Graduation Year

2013

Document Type

Dissertation

Degree

Ph.D.

Degree Granting Department

Philosophy

Major Professor

Stephen P. Turner

Co-Major Professor

Charles B. Guignon

Keywords

Authenticity, National Socialism, Radical Democracy, Tradition

Abstract

Martin Heidegger was not only one of the greatest philosophers of the twentieth century but also a supporter of and a contributor to one of the most discriminatory ideologies of the recent past. Thus, "the Heidegger's case" gives us philosophers an opportunity to work on discrimination from a philosophical perspective. My aim in this essay is to question the relationship between freedom and discrimination via Heidegger's philosophy. I will show that what bridges the gap between Heidegger's philosophy and a discriminatory ideology such as the National Socialist ideology is Heidegger's conceptualization of freedom with the aid of a monolithic understanding of history--one that refuses to acknowledge the plurality and heterogeneity in the socio-historical existence of human beings. Accordingly, I will claim that the Heideggerian freedom depends on the social, if not literal, murder of the marginalized segments of a given society.

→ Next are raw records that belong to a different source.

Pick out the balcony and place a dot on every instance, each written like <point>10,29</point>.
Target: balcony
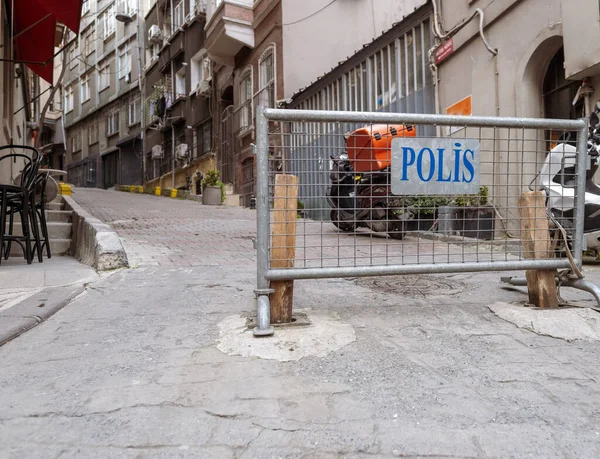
<point>229,29</point>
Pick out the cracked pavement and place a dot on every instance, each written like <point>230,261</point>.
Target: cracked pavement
<point>131,368</point>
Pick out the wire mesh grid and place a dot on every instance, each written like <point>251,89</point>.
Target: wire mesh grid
<point>342,212</point>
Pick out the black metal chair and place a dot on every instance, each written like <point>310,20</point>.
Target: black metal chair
<point>20,199</point>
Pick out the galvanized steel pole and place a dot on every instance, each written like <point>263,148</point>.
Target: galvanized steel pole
<point>582,166</point>
<point>263,309</point>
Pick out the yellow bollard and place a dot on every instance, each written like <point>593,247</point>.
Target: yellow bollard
<point>64,189</point>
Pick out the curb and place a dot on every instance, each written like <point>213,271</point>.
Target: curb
<point>95,243</point>
<point>34,310</point>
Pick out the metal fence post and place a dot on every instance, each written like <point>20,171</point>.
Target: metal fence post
<point>263,313</point>
<point>582,165</point>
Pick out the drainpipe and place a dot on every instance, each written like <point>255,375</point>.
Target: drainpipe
<point>443,36</point>
<point>173,155</point>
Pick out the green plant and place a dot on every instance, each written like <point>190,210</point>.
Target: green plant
<point>300,209</point>
<point>473,200</point>
<point>213,178</point>
<point>427,205</point>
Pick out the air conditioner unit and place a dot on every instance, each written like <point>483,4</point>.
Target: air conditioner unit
<point>203,88</point>
<point>206,69</point>
<point>157,152</point>
<point>200,7</point>
<point>154,34</point>
<point>181,150</point>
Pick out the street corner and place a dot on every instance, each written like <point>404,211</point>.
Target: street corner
<point>566,323</point>
<point>325,334</point>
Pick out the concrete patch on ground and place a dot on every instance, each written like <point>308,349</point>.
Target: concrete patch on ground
<point>326,334</point>
<point>564,323</point>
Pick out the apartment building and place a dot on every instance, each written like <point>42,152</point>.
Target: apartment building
<point>29,35</point>
<point>179,145</point>
<point>102,96</point>
<point>265,51</point>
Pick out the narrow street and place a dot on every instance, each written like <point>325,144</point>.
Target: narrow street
<point>131,368</point>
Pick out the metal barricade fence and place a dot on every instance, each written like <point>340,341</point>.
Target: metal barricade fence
<point>460,215</point>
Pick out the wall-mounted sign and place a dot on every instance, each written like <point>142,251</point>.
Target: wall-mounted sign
<point>444,51</point>
<point>435,166</point>
<point>463,107</point>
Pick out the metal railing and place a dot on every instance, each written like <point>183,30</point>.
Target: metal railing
<point>460,218</point>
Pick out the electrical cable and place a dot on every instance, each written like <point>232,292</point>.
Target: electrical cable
<point>310,15</point>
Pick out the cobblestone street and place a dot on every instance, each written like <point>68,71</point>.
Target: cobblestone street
<point>160,231</point>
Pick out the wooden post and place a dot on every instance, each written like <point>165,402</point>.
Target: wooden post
<point>283,250</point>
<point>536,244</point>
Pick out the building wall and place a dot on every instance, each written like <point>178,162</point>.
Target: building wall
<point>13,127</point>
<point>345,26</point>
<point>268,38</point>
<point>184,120</point>
<point>527,34</point>
<point>99,58</point>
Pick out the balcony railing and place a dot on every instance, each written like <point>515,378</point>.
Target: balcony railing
<point>243,116</point>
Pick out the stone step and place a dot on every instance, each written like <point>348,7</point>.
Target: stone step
<point>56,230</point>
<point>55,205</point>
<point>64,216</point>
<point>59,216</point>
<point>57,247</point>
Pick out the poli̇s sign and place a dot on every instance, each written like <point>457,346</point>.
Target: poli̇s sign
<point>435,166</point>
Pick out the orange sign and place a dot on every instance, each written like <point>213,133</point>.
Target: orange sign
<point>463,107</point>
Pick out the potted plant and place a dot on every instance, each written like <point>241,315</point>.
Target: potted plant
<point>213,189</point>
<point>476,215</point>
<point>426,210</point>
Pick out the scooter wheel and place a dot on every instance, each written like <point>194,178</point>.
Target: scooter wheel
<point>347,227</point>
<point>398,232</point>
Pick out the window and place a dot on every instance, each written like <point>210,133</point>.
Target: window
<point>127,7</point>
<point>108,22</point>
<point>73,56</point>
<point>68,98</point>
<point>179,15</point>
<point>93,133</point>
<point>85,87</point>
<point>201,69</point>
<point>58,99</point>
<point>245,99</point>
<point>104,75</point>
<point>202,140</point>
<point>180,83</point>
<point>133,112</point>
<point>89,38</point>
<point>125,63</point>
<point>267,79</point>
<point>90,172</point>
<point>207,137</point>
<point>112,124</point>
<point>76,142</point>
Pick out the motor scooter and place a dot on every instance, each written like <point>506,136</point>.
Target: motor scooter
<point>557,178</point>
<point>360,194</point>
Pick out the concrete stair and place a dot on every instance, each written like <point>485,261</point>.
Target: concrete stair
<point>59,225</point>
<point>231,199</point>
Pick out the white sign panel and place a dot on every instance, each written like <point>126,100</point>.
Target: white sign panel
<point>430,166</point>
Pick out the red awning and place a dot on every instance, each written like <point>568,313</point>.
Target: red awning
<point>35,28</point>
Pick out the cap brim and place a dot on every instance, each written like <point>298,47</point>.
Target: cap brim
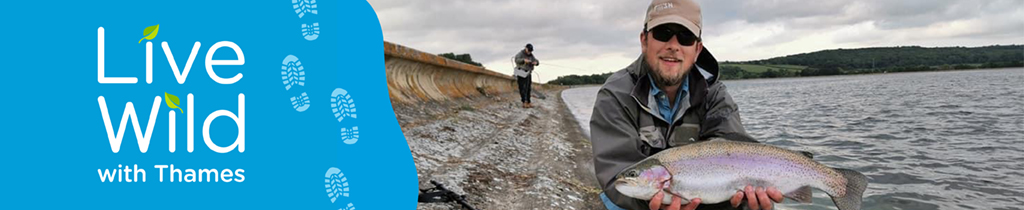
<point>674,19</point>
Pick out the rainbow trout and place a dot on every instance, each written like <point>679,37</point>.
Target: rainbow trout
<point>715,170</point>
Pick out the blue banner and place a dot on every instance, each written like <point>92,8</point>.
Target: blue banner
<point>171,105</point>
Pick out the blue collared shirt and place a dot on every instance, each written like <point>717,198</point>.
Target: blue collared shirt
<point>667,110</point>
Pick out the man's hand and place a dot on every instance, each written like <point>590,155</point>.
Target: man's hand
<point>655,203</point>
<point>758,198</point>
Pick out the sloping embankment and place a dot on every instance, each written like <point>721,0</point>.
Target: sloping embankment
<point>416,76</point>
<point>466,130</point>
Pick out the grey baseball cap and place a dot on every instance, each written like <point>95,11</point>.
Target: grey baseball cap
<point>685,12</point>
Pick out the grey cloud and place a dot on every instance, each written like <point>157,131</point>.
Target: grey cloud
<point>494,30</point>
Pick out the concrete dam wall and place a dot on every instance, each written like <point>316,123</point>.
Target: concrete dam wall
<point>417,76</point>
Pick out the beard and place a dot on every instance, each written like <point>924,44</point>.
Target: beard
<point>662,78</point>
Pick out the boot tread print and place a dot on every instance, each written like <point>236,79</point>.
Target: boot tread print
<point>292,72</point>
<point>336,183</point>
<point>310,32</point>
<point>304,6</point>
<point>350,136</point>
<point>301,102</point>
<point>342,105</point>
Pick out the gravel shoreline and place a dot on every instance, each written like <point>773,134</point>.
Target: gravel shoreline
<point>501,156</point>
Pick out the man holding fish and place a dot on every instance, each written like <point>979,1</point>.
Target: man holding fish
<point>652,123</point>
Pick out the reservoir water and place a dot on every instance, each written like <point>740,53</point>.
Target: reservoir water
<point>926,140</point>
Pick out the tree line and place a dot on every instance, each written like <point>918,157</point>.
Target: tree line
<point>860,60</point>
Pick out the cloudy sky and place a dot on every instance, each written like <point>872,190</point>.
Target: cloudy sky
<point>591,37</point>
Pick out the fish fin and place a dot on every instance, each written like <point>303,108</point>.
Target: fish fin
<point>855,185</point>
<point>802,195</point>
<point>806,154</point>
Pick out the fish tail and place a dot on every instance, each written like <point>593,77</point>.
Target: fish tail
<point>855,185</point>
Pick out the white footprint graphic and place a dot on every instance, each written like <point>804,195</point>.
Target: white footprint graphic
<point>304,6</point>
<point>342,105</point>
<point>336,183</point>
<point>349,207</point>
<point>349,136</point>
<point>310,32</point>
<point>292,72</point>
<point>300,102</point>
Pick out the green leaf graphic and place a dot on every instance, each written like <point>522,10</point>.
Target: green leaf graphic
<point>172,101</point>
<point>150,33</point>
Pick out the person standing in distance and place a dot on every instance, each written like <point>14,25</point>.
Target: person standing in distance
<point>524,63</point>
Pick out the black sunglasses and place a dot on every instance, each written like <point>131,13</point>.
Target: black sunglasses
<point>665,33</point>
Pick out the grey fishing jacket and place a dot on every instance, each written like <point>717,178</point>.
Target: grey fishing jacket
<point>520,60</point>
<point>626,127</point>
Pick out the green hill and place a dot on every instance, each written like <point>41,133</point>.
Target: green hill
<point>860,60</point>
<point>879,59</point>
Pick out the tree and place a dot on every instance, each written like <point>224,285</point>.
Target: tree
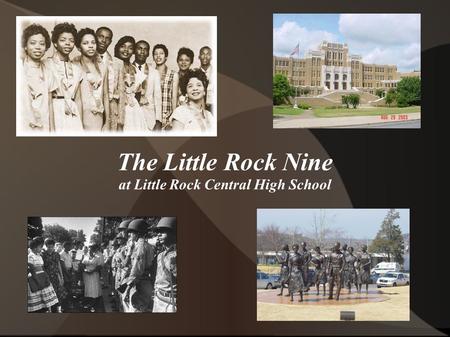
<point>57,233</point>
<point>391,96</point>
<point>281,89</point>
<point>354,100</point>
<point>346,100</point>
<point>389,239</point>
<point>408,91</point>
<point>34,227</point>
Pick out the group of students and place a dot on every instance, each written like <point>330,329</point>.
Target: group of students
<point>140,276</point>
<point>97,92</point>
<point>340,268</point>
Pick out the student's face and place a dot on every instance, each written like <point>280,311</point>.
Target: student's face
<point>141,52</point>
<point>159,56</point>
<point>88,45</point>
<point>38,249</point>
<point>184,62</point>
<point>195,89</point>
<point>163,237</point>
<point>104,38</point>
<point>205,57</point>
<point>126,50</point>
<point>35,47</point>
<point>65,43</point>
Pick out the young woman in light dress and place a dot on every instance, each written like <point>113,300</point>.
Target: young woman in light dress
<point>192,116</point>
<point>66,112</point>
<point>38,82</point>
<point>94,84</point>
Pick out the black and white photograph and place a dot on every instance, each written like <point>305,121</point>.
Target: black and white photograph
<point>116,76</point>
<point>102,264</point>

However, I will refuse to conclude that Heidegger's philosophy is a Nazi philosophy and that it should never be appropriated as long as we want to purify our thoughts from discriminatory ideas. Rather, I will re-appropriate Heidegger, against Heidegger, to read and interpret Michel Foucault's and Judith Butler's philosophies. My aim here is to construct a social ontology that may justify anti-discriminatory policies. More specifically, through my Heideggerian readings of Foucault and Butler, I will argue that one's freedom is dependent on the cultural resuscitation of socially, and sometimes literally, murdered racial, sexual, ethnic, religious, and sectarian/confessional minorities.